Astronomer Cosmos
Astronomer Cosmos is an open-source Python library that seamlessly integrates dbt (data build tool) Core projects with Apache Airflow. It allows users to orchestrate dbt models as native Airflow DAGs and Task Groups, providing enhanced observability, retries, and test execution directly within the Airflow UI. The library is actively maintained with frequent releases, evolving to support new dbt features like Fusion and various execution modes for optimal performance.
Warnings
- breaking Cosmos v1.14.0 (alpha releases) drops support for Apache Airflow versions earlier than 2.9.
- gotcha Airflow's `DagBag` import timeout can occur with large dbt projects due to slow manifest parsing, especially when using `ExecutionMode.LOCAL` without a pre-generated `manifest.json`.
- gotcha Dependency conflicts between `dbt-core`/dbt adapters and Airflow packages are common.
- gotcha Cosmos's default dbt test behavior (`TestBehavior.AFTER_EACH`) runs tests immediately after each model, which differs from dbt Core's default of running all tests after all models have completed. This 'fail-fast' approach can sometimes lead to unexpected failures, especially for tests that depend on multiple upstream models.

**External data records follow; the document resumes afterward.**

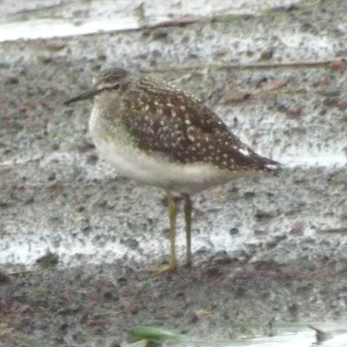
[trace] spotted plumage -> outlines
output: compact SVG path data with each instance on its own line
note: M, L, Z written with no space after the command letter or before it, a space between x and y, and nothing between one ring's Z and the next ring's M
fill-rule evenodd
M94 85L96 94L119 93L111 116L118 116L139 147L149 153L233 171L277 165L243 143L201 100L174 87L121 69L102 73Z
M95 79L91 90L65 103L92 98L89 130L99 152L120 175L167 191L171 248L166 270L176 266L172 191L184 198L190 265L189 195L239 174L279 168L277 162L242 142L201 100L163 82L122 69L110 69Z

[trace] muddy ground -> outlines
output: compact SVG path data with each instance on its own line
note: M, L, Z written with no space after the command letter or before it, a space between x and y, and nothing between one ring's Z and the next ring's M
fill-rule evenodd
M2 43L0 346L116 346L136 324L220 340L347 319L346 13L322 1ZM271 66L304 60L317 64ZM167 254L162 192L117 179L88 136L91 104L62 105L115 65L197 95L284 164L194 197L192 269L140 271ZM19 268L48 248L57 265Z

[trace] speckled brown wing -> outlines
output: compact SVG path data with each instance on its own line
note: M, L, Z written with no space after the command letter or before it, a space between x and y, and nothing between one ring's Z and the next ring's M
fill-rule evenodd
M143 79L125 102L124 124L138 145L182 163L211 163L231 170L271 170L277 162L261 156L231 133L200 100L155 80Z

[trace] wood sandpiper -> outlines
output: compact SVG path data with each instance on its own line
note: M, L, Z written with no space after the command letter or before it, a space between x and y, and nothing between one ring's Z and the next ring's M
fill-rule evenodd
M186 265L192 264L191 194L254 170L276 171L277 161L243 143L202 101L141 74L116 68L94 79L90 91L67 100L94 99L89 131L99 153L120 176L164 189L170 258L160 272L176 268L176 204L183 196Z

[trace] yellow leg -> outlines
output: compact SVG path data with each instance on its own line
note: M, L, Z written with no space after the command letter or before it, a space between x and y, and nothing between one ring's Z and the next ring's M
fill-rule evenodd
M186 266L192 266L192 212L193 205L188 194L184 194L184 219L186 221L186 239L187 244L187 261Z
M177 209L174 197L169 191L166 192L168 202L168 210L169 212L169 220L170 228L169 238L170 241L170 258L169 264L158 268L147 269L147 271L154 273L154 275L163 273L176 270L177 268L176 259L176 217Z
M176 217L177 208L174 197L168 191L166 192L168 198L168 210L169 211L169 220L170 223L170 260L169 263L169 269L174 269L177 266L176 260Z

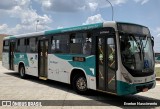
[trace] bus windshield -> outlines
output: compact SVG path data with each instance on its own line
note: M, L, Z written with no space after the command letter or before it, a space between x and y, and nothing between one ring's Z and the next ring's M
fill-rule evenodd
M154 71L151 37L143 34L119 33L122 63L127 69Z

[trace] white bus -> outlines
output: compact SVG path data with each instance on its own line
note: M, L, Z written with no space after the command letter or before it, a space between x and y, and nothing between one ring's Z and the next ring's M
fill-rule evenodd
M136 94L156 85L153 45L147 27L108 21L5 37L2 64L80 94Z

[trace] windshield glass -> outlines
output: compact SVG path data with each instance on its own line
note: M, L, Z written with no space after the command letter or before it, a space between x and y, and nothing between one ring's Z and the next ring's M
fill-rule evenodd
M153 72L154 58L151 37L142 34L119 33L123 65L132 70Z

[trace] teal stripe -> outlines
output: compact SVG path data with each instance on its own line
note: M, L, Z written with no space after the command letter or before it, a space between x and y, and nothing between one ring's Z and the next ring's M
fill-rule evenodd
M56 54L55 56L57 56L58 58L64 59L66 61L68 61L68 63L70 63L73 67L77 67L77 68L81 68L83 69L87 75L90 76L96 76L96 70L95 70L95 66L96 66L96 62L95 62L95 55L90 56L87 58L87 56L82 56L82 55L58 55ZM77 62L77 61L73 61L73 57L85 57L85 62ZM94 74L91 72L90 68L94 68Z
M46 31L45 35L63 33L63 32L71 32L71 31L88 30L88 29L94 29L94 28L100 28L100 27L103 27L103 23L96 23L96 24L83 25L83 26L77 26L77 27L71 27L71 28L50 30L50 31Z
M154 84L156 81L148 82L148 83L143 83L143 84L128 84L123 81L117 81L117 94L118 95L129 95L129 94L136 94L137 86L145 86L149 84Z

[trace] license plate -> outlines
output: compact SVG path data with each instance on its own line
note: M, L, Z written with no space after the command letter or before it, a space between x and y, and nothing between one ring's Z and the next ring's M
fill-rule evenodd
M148 88L144 88L144 89L143 89L143 92L147 92L147 91L148 91Z

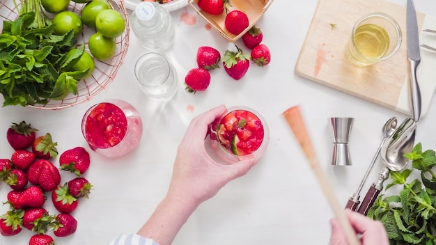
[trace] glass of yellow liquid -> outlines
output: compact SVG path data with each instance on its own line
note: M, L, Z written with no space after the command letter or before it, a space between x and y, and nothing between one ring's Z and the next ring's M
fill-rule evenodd
M401 29L391 17L382 13L364 15L355 24L345 56L356 66L387 60L400 49Z

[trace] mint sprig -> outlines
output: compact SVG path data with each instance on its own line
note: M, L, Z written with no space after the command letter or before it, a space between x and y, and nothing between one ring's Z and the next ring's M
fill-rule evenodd
M380 195L367 216L383 223L391 244L436 245L435 152L423 152L419 143L404 156L412 160L412 168L391 172L391 182L385 190L403 189L396 195ZM410 181L416 172L421 178Z

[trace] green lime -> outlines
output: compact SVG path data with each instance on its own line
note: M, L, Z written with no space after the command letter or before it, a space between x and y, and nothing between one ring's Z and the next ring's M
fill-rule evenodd
M70 0L41 0L41 4L47 12L58 13L66 10Z
M125 19L121 14L113 9L102 10L95 18L97 31L107 38L114 38L123 34L125 29Z
M111 9L111 5L106 1L94 0L86 3L80 12L80 17L85 25L95 28L95 18L104 10Z
M81 57L80 57L79 61L77 61L77 63L72 66L72 69L79 72L89 69L82 78L89 77L93 74L93 72L95 69L94 59L88 52L85 52L81 55Z
M63 11L56 15L53 18L54 24L54 33L63 35L71 30L74 30L75 35L77 36L83 29L81 19L79 15L71 11Z
M115 39L106 38L98 31L89 38L88 46L91 54L100 61L112 58L116 49Z

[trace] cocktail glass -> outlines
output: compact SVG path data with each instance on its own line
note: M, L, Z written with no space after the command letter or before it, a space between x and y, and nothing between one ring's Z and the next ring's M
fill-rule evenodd
M228 108L210 125L205 145L214 160L231 164L251 157L258 160L269 142L270 131L263 117L251 108L235 106Z
M93 151L107 157L117 157L138 146L142 120L132 105L112 100L95 104L86 111L81 132Z

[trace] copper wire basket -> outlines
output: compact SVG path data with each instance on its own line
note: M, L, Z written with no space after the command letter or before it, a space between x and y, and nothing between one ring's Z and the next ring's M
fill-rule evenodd
M15 2L17 5L17 7L20 8L20 1L15 0ZM116 51L114 57L110 60L104 61L94 58L95 70L92 76L81 79L77 83L77 93L76 95L70 93L62 100L50 100L47 104L27 105L28 107L45 110L59 110L71 107L91 100L106 88L114 80L127 51L130 28L128 15L124 5L124 0L109 0L108 2L111 3L114 10L120 12L126 20L126 28L124 33L116 38ZM71 1L68 10L79 15L84 6L85 3L77 3ZM47 16L50 17L49 14ZM13 21L17 17L18 13L14 5L14 0L1 1L0 2L0 31L3 29L3 19ZM95 32L94 29L84 25L82 33L77 38L78 45L84 42L86 45L85 49L87 52L89 52L88 40Z

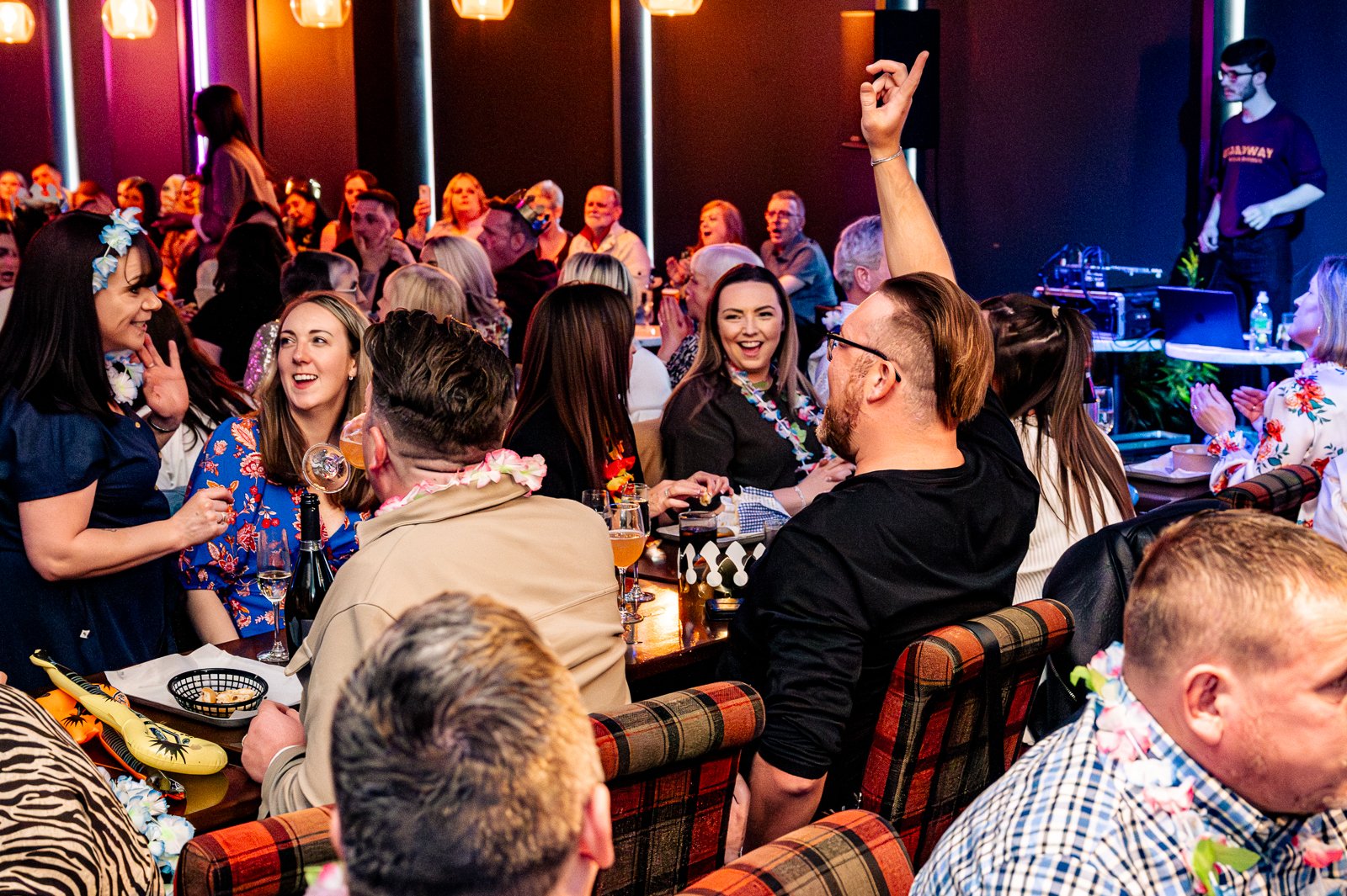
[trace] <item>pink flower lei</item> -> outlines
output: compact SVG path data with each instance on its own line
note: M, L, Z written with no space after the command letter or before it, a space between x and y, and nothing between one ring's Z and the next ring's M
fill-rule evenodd
M1127 783L1142 788L1141 798L1148 810L1173 818L1179 842L1192 850L1188 868L1192 870L1195 892L1215 893L1214 873L1218 868L1246 872L1262 857L1251 850L1230 846L1223 838L1211 834L1202 815L1192 807L1195 780L1179 780L1169 763L1149 757L1154 720L1123 685L1122 658L1122 644L1114 642L1095 654L1090 665L1076 666L1071 673L1071 683L1084 681L1100 704L1095 716L1095 747L1100 756L1125 766ZM1311 868L1327 868L1343 857L1342 849L1329 846L1308 831L1296 837L1294 846Z
M500 448L486 455L481 463L463 467L455 474L449 474L445 482L422 482L412 486L411 491L401 498L389 498L379 506L374 515L379 517L391 510L405 507L418 498L434 495L446 488L455 488L458 486L485 488L490 483L500 482L501 476L509 476L520 486L528 488L529 492L535 492L543 487L543 478L547 476L547 461L543 460L543 455L521 457L508 448Z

- gotcha Intermittent `FileNotFoundError: [Errno 2] No such file or directory` errors for `/tmp` files can occur during dbt model run tasks, particularly with `ExecutionMode.LOCAL`.
- gotcha When incorporating dbt snapshots, ensure they are run in a separate `DbtTaskGroup` from dbt models to guarantee the correct execution order.
Install
-
pip install astronomer-cosmos -
pip install 'astronomer-cosmos[dbt-<adapter>]'
Imports
- DbtDag
from cosmos import DbtDag
- DbtTaskGroup
from cosmos import DbtTaskGroup
- ProjectConfig
from cosmos import ProjectConfig
- ProfileConfig
from cosmos import ProfileConfig
- ExecutionConfig
from cosmos import ExecutionConfig
- PostgresUserPasswordProfileMapping
from cosmos.profiles import PostgresUserPasswordProfileMapping
Quickstart
import os
from datetime import datetime
from pathlib import Path
from airflow.models.dag import DAG
from cosmos import DbtDag, ProjectConfig, ProfileConfig, ExecutionConfig
from cosmos.profiles import PostgresUserPasswordProfileMapping
# Define path to your dbt project relative to the DAG file
# For this example, assume a dbt project named 'jaffle_shop' exists in 'dags/dbt/'
# Example structure: dags/my_cosmos_dag.py, dags/dbt/jaffle_shop/dbt_project.yml
DEFAULT_DBT_PROJECT_PATH = Path(__file__).parent / "dbt" / "jaffle_shop"
# Configure your dbt profile to use an Airflow connection
# Replace 'your_airflow_postgres_conn_id' with an actual Airflow connection ID
# and adjust profile_args as needed for your database schema.
profile_config = ProfileConfig(
profile_name="default", # Corresponds to the profile name in your dbt_project.yml
target_name="dev", # Corresponds to the target name in your dbt_project.yml
profile_mapping=PostgresUserPasswordProfileMapping(
conn_id=os.environ.get('AIRFLOW_DB_CONN_ID', 'airflow_db'), # Airflow connection ID
profile_args={"schema": "public"}, # Example schema
),
)
# Configure dbt execution, e.g., to run dbt in a virtual environment.
# Ensure 'dbt_executable_path' points to your dbt virtual environment's executable.
# If dbt is installed in the same environment as Airflow, this might be omitted or set to 'dbt'.
execution_config = ExecutionConfig(
dbt_executable_path=os.environ.get('DBT_EXECUTABLE_PATH', '/opt/airflow/dbt_venv/bin/dbt'),
)
with DAG(
dag_id="cosmos_dbt_example_dag",
schedule_interval="@daily",
start_date=datetime(2023, 1, 1),
catchup=False,
tags=["dbt", "cosmos", "example"],
default_args={
"retries": 2, # Recommended for dbt tasks
},
) as dag:
dbt_project = DbtDag(
project_config=ProjectConfig(
DEFAULT_DBT_PROJECT_PATH,
),
profile_config=profile_config,
execution_config=execution_config,
operator_args={
"install_deps": True, # Install dbt dependencies before run
},
)
# The dbt_project object automatically creates Airflow tasks for your dbt models,
# which can be observed in the Airflow UI with their lineage.
# You can add upstream/downstream Airflow tasks as needed.
# For example, a simple PythonOperator before or after the dbt_project.